Vigil - a self-hosted dashboard that watches your Docker images
Vigil - a self-hosted dashboard that watches your Docker images
Sorry, but you have posted only 1 sentence about the project and not even a link to the project.
Additional with the
scripts—basically “em dash” which is really popular among llm generated texts, i get a bad feeling about it.
I think it’s awesome that you’re trying to get into larger scale software development. Agentic coding can do some amazing stuff, but it takes experience and knowledge to keep it going down good path. I think this can be a good learning opportunity to level up your own skills. Something I would suggest doing is instruct Claude with something like:
You are an experienced Senior Software Engineer that is an expert in web and backend technologies like Python, Typescript, Node and React. You are being brought in to analyze and productionize a prototype application. Please explore this project and plan out a workstream to level up this prototype so that it is production ready. First you should establish some research topics and write them to "docs/research/{date}-{topic-name}.md". After that, launch some FOREGROUND general-purpose agents to handle researching these topics in parallel. Once completed these general-purpose agents should write their findings to their original docs/research/{date}-{topic-name}.md.Once it’s conducted all the research, take a look at the documents that it writes. And if you have questions about the research results/decisions, have Claude explain.
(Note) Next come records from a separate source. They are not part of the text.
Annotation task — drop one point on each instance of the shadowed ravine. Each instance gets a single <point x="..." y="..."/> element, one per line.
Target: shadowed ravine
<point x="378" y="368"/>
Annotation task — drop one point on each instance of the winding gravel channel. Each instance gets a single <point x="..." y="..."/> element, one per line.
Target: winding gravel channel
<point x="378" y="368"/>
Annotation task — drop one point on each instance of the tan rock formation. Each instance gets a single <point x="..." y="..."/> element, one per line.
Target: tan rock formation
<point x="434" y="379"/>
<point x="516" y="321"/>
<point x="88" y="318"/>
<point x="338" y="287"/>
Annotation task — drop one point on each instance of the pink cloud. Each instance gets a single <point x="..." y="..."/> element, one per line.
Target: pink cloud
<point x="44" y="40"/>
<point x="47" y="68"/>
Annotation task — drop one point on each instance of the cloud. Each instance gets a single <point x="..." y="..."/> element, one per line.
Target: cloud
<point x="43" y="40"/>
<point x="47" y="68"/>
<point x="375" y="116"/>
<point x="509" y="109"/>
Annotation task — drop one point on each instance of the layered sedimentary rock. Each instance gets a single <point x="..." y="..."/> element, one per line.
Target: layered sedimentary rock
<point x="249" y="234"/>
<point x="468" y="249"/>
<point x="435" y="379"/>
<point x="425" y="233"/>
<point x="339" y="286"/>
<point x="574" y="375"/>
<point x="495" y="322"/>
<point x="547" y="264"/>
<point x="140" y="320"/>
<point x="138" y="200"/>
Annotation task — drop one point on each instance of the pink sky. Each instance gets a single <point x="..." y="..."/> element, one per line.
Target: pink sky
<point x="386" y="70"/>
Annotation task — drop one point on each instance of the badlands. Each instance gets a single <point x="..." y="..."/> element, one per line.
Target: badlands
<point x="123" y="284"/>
for a very long time it was not only possible for experts. like, I would say the last 10-15 years, maybe even more. It’s very harmful that people can now create things they don’t even know how to check what it does, and they just assume this “sentient thing” actually produced what you wanted with no major flaws. thing is, you (or anyone else vibecoding things) won’t be able to determine what is good or bad without taking the time and learning the building blocks, learning how they work and how they are supposed to be used.
also your comments look like AI generated comments, fake enthusiasm and all the rest. it does not inspire much confidence
I appreciate you being honest in your response here.
I’d recommend adding this disclaimer to the post text and repo readme for complete transparency, and so anyone who doesn’t want to use AI-generated projects can move on without creating arguments in the comments.
There are many genuine reasons to not trust code generated by LLMs, especially with anything network-connected or handling important data, so it’s important to be upfront about it.